Every child has the right to expect the world that he will be a part of to be better than the world his parents were a part of when they were children. Children have the right to expect their parents to make the world better for the next generation. Every child has the right to know that there will be a future for him to grow into, and that he can be an active and important part of it.

You will have the responsibility to make the world better for your own children.

There’s a lot of talk in these articles directed at parents, enjoining them to… Read Entire Article…

 

2 comments for “Children’s Bill of Rights – Right to Inherit A Better World – Children’s Responsibilities

  1. September 22, 2013 at 6:05 pm

    Is this the same bill or rights that the United Nations is trying to get the USA to sign? I read your bill or rights and it looks similar. I won’t be signing the petition because children should not have the right to hang out with whoever they wish. I have raised 5 children to adulthood, all homeschooled and now my late in life child who is now 11. We also homeschool him and always have. When some of my kids were teenagers I did not allow them to hang out with kids who took drugs, stole cars or joined gangs. I see in your association section it says to use discretion but you don’t clarify in what circumstances a parent can use their judgment or not.

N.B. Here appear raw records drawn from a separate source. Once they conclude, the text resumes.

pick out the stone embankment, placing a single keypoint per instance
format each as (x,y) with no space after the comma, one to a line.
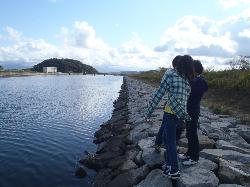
(126,157)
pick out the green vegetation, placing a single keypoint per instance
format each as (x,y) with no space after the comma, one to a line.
(229,80)
(229,91)
(65,66)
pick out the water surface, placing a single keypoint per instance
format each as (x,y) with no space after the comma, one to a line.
(46,123)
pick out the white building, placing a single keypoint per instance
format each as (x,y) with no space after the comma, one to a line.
(49,69)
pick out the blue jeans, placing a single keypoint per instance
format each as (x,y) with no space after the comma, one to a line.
(170,122)
(179,129)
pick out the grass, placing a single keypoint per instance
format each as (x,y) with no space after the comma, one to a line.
(229,91)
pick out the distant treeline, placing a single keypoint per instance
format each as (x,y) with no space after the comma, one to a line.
(65,66)
(230,80)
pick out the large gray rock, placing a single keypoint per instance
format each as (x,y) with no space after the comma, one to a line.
(152,158)
(230,185)
(202,164)
(138,159)
(146,143)
(155,179)
(221,144)
(234,172)
(139,132)
(213,132)
(197,177)
(127,165)
(244,132)
(130,178)
(204,142)
(221,125)
(215,154)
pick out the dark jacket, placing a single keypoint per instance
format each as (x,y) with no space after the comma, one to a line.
(198,88)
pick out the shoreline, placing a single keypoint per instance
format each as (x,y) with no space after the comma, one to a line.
(125,155)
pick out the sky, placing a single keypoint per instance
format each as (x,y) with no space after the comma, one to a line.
(116,35)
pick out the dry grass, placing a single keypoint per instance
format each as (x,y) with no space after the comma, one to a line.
(229,91)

    I also don’t believe that anyone under the age of 21 should vote. Even people over 21 don’t even understand the issues they vote on. Most don’t even know the branches of the government, etc.

    I like some of your CTT curriculum and we use them. But I don’t support a children’s bill or rights. The state of Washington tried that once and it was a disaster with too many kids being taken out of their homes and put into foster care. I knew of one teen who wanted to date a boy, her parents said no, she complained to her school counselor and was removed from her home. To this day she is very sorry she ever told the counselor. Now she is a mother with her own children. But it was horrible to live in foster care. Another boy did not want to go to church with his family. The judge removed him from the home because 3 hours a week of church according to the judge was “excessive”. He lived to age 18 in foster care. How sad. These kinds of rights are always open to interpretation. I am all about parental rights. It is the parental rights bill that I want to see pass.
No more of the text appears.